A Most Wanted Man
(15) 122mins
★★★✩✩
Director Anton Corbijn's sombre spy film is dressed in graffitied concrete, kebab shop neon and cold steel blue.
Into this drab Hamburg setting, Philip Seymour Hoffman fits perfectly. His spymaster Gunther Bachmann has the camouflage of a schlub middle manager - greasy hair, nicotine fingers, whisky breath. He barely speaks above a whisper and rarely shifts beyond an amble. But his mind is sharp and wise.
Gunther is the spy game's Columbo - always overlooked, always right - and Hoffman is flawless as his reality. Corbijn, correctly, hangs the camera relentlessly on this haunted man in an otherwise anonymous one-paced, televisual thriller which takes the slow compilation of tiny victories and turns them like a tourniquet.
We are, of course, in classic John Le Carre territory. The espionage game as office politics. Deception as currency.
A half-Chechen, half-Russian husk Issa Karpov (Grigoriy Dobrygin) drags up on the shores of the German port and claims he is heir to a fortune. The Muslim, bearing scars of torture, could be used as bait for bigger, badder fish, think the intelligence services.

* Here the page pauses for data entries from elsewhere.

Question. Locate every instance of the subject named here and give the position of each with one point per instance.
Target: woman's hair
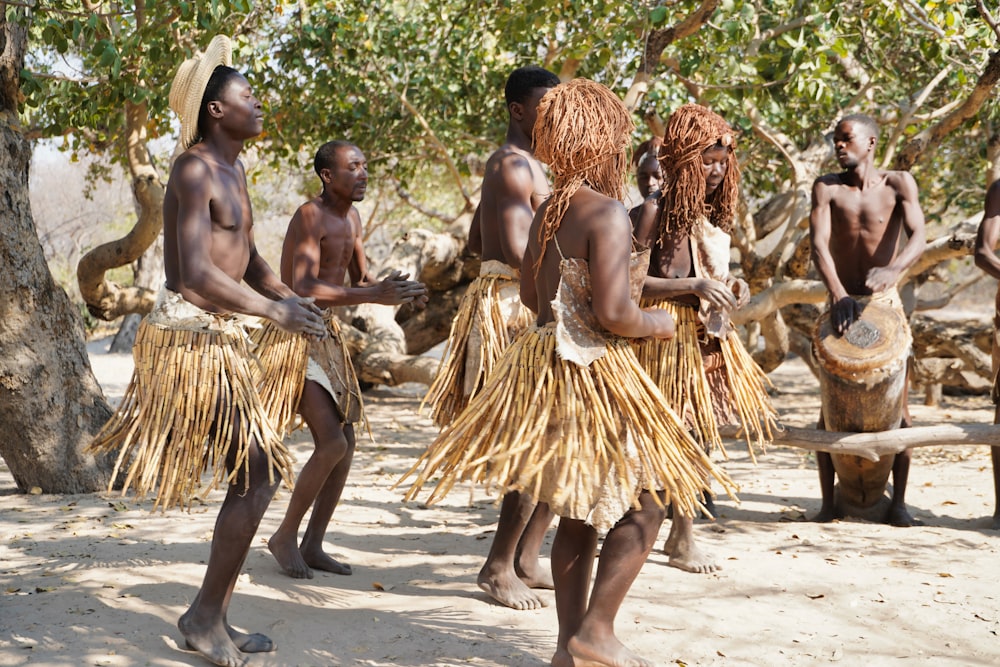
(691, 130)
(582, 132)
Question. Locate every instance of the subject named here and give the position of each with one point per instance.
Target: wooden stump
(863, 385)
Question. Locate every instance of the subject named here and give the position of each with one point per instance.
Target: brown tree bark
(50, 403)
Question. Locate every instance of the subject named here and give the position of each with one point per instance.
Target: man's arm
(514, 187)
(843, 309)
(989, 233)
(881, 278)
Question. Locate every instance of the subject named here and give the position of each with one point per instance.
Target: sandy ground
(99, 580)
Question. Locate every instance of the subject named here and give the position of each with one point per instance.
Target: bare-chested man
(513, 187)
(987, 260)
(192, 346)
(322, 245)
(705, 371)
(857, 219)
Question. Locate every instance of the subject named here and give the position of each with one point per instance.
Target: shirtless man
(322, 245)
(513, 187)
(193, 344)
(855, 225)
(987, 260)
(686, 228)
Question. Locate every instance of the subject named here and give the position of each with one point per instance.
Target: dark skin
(856, 222)
(672, 276)
(513, 187)
(986, 259)
(322, 246)
(208, 254)
(597, 229)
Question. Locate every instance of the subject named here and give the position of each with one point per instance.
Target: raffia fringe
(504, 439)
(185, 384)
(480, 304)
(675, 365)
(281, 373)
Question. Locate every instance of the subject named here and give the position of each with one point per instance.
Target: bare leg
(897, 514)
(572, 564)
(326, 503)
(498, 577)
(827, 478)
(684, 553)
(204, 625)
(526, 563)
(624, 551)
(321, 476)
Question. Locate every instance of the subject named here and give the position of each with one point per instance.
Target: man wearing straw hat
(857, 219)
(490, 316)
(197, 379)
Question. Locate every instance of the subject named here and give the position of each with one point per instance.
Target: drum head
(879, 339)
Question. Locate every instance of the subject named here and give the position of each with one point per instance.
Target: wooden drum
(863, 384)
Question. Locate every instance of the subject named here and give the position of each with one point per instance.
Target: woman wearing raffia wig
(705, 371)
(569, 416)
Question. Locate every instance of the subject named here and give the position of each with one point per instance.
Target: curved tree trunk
(50, 402)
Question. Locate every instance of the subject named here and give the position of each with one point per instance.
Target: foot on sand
(213, 643)
(609, 652)
(509, 590)
(899, 516)
(286, 552)
(318, 560)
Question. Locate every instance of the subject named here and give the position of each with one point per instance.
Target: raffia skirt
(733, 392)
(587, 440)
(199, 396)
(489, 317)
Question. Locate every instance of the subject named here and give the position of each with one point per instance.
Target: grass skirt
(198, 397)
(489, 317)
(584, 439)
(734, 394)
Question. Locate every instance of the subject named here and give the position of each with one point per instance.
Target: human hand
(300, 315)
(397, 289)
(716, 293)
(662, 323)
(881, 278)
(843, 313)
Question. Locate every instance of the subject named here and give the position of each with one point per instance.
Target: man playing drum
(855, 225)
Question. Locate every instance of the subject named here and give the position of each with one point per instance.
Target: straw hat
(189, 85)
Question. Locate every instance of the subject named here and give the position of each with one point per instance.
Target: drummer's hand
(881, 278)
(843, 313)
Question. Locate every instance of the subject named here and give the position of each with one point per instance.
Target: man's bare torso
(229, 222)
(506, 158)
(865, 226)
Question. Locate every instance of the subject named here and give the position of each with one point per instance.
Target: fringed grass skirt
(196, 399)
(734, 394)
(489, 317)
(584, 439)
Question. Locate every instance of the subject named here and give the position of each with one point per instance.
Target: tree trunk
(50, 403)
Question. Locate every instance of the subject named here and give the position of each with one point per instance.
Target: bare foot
(212, 642)
(508, 590)
(247, 642)
(535, 576)
(899, 516)
(286, 552)
(319, 560)
(609, 652)
(826, 515)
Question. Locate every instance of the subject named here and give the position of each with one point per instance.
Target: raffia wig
(691, 130)
(582, 132)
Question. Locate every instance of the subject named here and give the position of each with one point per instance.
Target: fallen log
(872, 446)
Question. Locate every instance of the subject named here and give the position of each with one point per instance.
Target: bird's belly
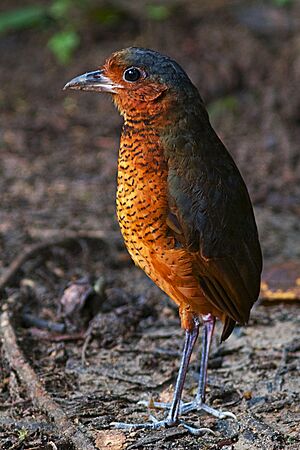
(146, 235)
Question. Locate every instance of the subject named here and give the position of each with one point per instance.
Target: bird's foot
(199, 406)
(191, 406)
(165, 423)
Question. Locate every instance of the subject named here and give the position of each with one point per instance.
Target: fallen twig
(32, 250)
(39, 396)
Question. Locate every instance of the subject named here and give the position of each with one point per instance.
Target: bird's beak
(93, 81)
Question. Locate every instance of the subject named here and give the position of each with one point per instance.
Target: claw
(156, 424)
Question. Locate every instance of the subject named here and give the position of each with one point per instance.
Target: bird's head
(138, 79)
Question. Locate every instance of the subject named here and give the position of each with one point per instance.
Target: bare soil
(58, 173)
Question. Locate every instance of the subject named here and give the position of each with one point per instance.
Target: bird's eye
(132, 74)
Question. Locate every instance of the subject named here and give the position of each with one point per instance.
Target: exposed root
(37, 393)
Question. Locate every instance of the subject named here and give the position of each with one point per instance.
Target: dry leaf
(110, 440)
(281, 282)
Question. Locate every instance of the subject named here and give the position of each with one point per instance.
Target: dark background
(58, 155)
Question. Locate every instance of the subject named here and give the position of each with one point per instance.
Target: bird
(183, 208)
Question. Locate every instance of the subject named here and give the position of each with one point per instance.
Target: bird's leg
(172, 418)
(207, 333)
(198, 404)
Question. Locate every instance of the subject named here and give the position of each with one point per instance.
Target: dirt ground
(58, 174)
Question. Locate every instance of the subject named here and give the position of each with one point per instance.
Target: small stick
(39, 396)
(32, 250)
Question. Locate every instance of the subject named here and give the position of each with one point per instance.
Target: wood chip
(110, 440)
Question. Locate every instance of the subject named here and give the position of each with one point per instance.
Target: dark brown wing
(211, 216)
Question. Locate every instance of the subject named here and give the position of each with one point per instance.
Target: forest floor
(58, 176)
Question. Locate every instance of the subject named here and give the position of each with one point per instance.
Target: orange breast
(142, 208)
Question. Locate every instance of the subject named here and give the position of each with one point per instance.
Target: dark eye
(132, 74)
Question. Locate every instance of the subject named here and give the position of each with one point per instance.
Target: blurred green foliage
(225, 105)
(63, 44)
(19, 19)
(158, 12)
(66, 19)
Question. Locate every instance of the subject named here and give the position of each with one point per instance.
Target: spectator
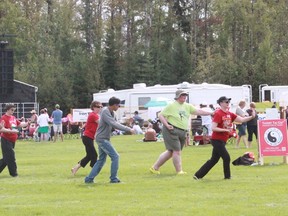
(206, 120)
(43, 123)
(9, 131)
(137, 118)
(252, 125)
(150, 134)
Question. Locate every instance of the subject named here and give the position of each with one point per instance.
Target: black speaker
(6, 71)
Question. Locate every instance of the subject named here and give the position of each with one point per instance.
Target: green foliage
(85, 46)
(45, 185)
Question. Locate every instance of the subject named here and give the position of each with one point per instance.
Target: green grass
(45, 185)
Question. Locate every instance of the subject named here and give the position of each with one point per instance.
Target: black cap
(223, 98)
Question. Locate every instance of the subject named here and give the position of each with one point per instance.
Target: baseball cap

Rachel McAdams, Issa's naive lawyer, might be the lure and Willem Dafoe's rogue banker could be the reluctant go-between if all goes well.
The plan has to be set up and signed off. This is Gunther's arena. He is a nudger, a nurdler, a chess player. He knows hard ball and soft sell. He also understands - through bitter experience - a sting operation can sting both parties. Robin Wright's slick US attache reminds him of that.
Slowly, the deal comes together with Hoffman huffing and puffing at its heart. Is that melancholy? Loneliness? Optimism or its opposite? The clues to the man are there but never shouted.
Patience is needed. Patience from Gunther and patience from the viewer. The viewer will be rewarded. And Gunther? Wait - and wait - and see.